The whole point here is to set “taxpayers” against the supposedly undeserving whose scams and schemes can be stopped with only indiscriminate cuts to social programs. Watching Mulvaney answer questions from the press this morning, that idea came through again and again. Every time he’d get a question about a specific cut the administration proposes — to Social Security disability, to food stamps, to Medicaid — Mulvaney would say that the only people who would suffer would be those who don’t deserve to get the benefit in the first place. “We are not kicking anybody off of any program who really needs it,” he said.

By now, most sentient beings should recognize that as the kind of code Lee Atwater explained when talking about the Southern Strategy.

You’re getting so abstract now [that] you’re talking about cutting taxes, and all these things you’re talking about are totally economic things and a byproduct of them is [that] blacks get hurt worse than whites. And subconsciously maybe that is part of it…You follow me — because obviously sitting around saying, “We want to cut this,” is much more abstract than even the busing thing, and a hell of a lot more abstract than “N****r, n****r.”

In that context, “draining the swamp” takes on a whole new meaning, doesn’t it?

Then, of course, there is the more blatantly nationalist part of this budget, as explained by Gabe Ortiz.

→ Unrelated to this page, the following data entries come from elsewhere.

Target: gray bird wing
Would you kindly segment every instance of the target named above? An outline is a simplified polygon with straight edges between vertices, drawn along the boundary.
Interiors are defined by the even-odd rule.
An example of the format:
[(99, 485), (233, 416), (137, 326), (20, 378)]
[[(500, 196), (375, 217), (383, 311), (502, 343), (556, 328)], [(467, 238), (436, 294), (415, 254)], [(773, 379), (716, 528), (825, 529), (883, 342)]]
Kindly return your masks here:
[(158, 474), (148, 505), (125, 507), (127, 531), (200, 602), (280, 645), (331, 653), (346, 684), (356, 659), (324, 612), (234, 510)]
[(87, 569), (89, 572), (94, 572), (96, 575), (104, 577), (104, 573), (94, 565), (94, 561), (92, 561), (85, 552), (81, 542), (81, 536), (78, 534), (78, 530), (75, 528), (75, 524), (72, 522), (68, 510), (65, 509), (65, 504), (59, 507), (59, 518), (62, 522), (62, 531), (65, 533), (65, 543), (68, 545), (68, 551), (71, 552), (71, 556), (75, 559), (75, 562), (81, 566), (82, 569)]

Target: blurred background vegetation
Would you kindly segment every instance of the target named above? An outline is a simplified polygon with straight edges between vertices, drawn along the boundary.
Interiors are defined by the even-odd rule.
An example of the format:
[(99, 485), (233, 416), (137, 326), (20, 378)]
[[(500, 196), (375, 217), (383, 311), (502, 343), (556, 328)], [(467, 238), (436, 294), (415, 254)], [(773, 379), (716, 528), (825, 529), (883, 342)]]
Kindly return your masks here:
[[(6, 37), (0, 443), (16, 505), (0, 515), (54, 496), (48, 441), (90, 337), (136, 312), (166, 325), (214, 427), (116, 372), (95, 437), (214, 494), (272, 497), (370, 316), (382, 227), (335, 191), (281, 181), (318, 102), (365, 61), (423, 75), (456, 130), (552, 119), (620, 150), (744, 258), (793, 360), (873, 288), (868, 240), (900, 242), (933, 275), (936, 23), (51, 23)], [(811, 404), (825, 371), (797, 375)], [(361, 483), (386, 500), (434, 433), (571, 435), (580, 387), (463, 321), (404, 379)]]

Sure, the new 2018 budget slashes billions from food assistance, cancer research, and disability benefits, but the Trump regime has still miraculously found plenty of taxpayer money for two of his favorite, racist pet projects. Office of Management and Budget Director Mick Mulvaney unveiled a budget proposal asking for billions to terrorize immigrant families, expand Trump’s mass deportation force that has been targeting moms and dads with no criminal record, and to build some of that f*cking wall that Mexico was supposed to pay for.

Finally, I’d simply note that with all of Mulvaney’s lies about protecting tax payers from programs that supposedly don’t work, we are hearing nothing about the most ineffective government intervention of the last 30 years: the failed war on drugs and it’s contribution to the problem of mass incarceration. As I have noted previously, AG Sessions is reinvigorating all of that. But it won’t be Bannon’s “forgotten man” who will be targeted—you can count on that.

By now perhaps you will have noticed that none of this is new. It is all Republican rhetoric from the past that is being warmed up and repackaged for the present. These are the tactics they have been using for decades now to win over the support of white working class voters and, for the most part, they’ve worked. Why change course now?